What do you do when your congregation is dying? You are told by "experts" to change: change the music, the worship, and the outreach. Stop catering to the old, and go after the young. Be hip, be cool, be casual, be entertaining, be happy, be whatever you have to be to get those people into your pews. It is easy to mock the church growth mantras, but when the prospect of closing the church's doors forever becomes a real possibility, you begin to think maybe it's worth a try.
So after New Year's, our church is going to try and simplify its worship service, modernize its music, and advertise to the local unchurched that we are now "user friendly, so come as you are." This means the organ will be replaced by piano and guitars. The liturgy which I have known since I was a child will be pared back to a few key elements: Praise, Prayer, Offering, Scripture, Sermon, Praise. I recognize that what comforts me and most of the older members is a form of worship which crystallized in the late 19th century. I realize that it is no more spiritual or biblical than the new. In this postmodern, post-Christian megalopolis, our visitors don't care about responsive Psalter readings, assurances of pardon, doxologies and votums. If they come to worship at all, they surely don't want to feel lost or confused, or out of place in a room with 50 retirees singing music which reminds them of Lawrence Welk.

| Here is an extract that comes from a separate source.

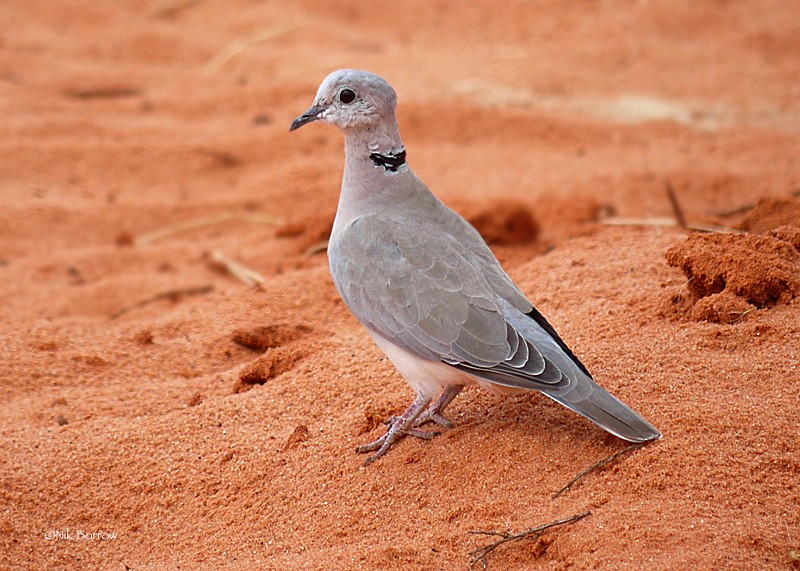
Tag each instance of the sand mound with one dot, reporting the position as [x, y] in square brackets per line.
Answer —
[730, 274]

We are recognizing that the congregation is on life-support, its days numbered unless some intervention is made. My prayer is that our efforts will foster a simplicity combined with joy, in the presence of the Spirit, who is "the Lord, the giver of life" (Nicene Creed). My hope is that a visitor will find a community exalting God, preaching Christ, and yet one free of obstacles or time-bound idolatries.

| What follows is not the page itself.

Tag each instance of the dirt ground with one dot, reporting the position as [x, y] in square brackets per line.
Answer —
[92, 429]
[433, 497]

Why then do I feel so conflicted about this? I have no intention of changing the style or substance of my sermons, nor am I about to change the content of our communal prayers. I suppose what I fear is a descent into an arid mediocrity. So much evangelical worship seems repetitive, vapid, and shallow. Perhaps my discomfort comes from remembering the methodology of the early church. In the midst of a hostile, even persecuting pagan environment, the early Christian leaders made it
difficult to join the church. The catechumenate was a three year long process, involving much prayer, fasting, instruction, memorization, and mortification of desire. The disorientation Protestants feel upon worshipping in a Roman Catholic or Eastern Orthodox church is a reflection of just how out of sync we are with the idea of the Church as a body of believers
set apart and called out of the world. We are taught to grow the church by blurring the boundary between it and the world. The first Christians grew their churches by doing the exact opposite: by highlighting the differences between the new life and the old.

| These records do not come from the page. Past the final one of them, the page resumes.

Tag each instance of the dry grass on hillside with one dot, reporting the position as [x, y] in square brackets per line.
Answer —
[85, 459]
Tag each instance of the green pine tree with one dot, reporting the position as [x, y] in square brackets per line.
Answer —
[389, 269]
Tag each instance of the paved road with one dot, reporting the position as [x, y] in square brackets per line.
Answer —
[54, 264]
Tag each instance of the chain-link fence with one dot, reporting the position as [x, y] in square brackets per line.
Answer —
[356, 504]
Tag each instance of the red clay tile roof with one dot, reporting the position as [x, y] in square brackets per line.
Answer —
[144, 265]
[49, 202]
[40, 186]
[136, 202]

In St. John Lateran in Rome, there is an ancient octogonal baptistry attached to the church. At Easter, catechumens were stripped of their old clothes, descended three steps (for the Trinity), immersed in holy water, walked up three steps on the opposite side, and were given white robes and led into the sanctuary, where they were allowed, for the first time, to receive communion. In the midst of this baptistry is a bronze sculpture of a deer, from Psalm 42, "As the deer longs for flowing streams, so my soul longs for you, O God." And so I ask myself, is our church dying because we have become trapped in the past, or rather because we have divorced ourselves from a longing for God which overcomes the love of the world and all "obstacles" the church places in front of newcomers? If we seek life-support by allowing the Spirit to create an
ekklesia, a called-out body of believers, then it will have been worth the risk. If all we do is substitute one idolatry for another, we might as well not have tried. No matter what, however, God's will be done.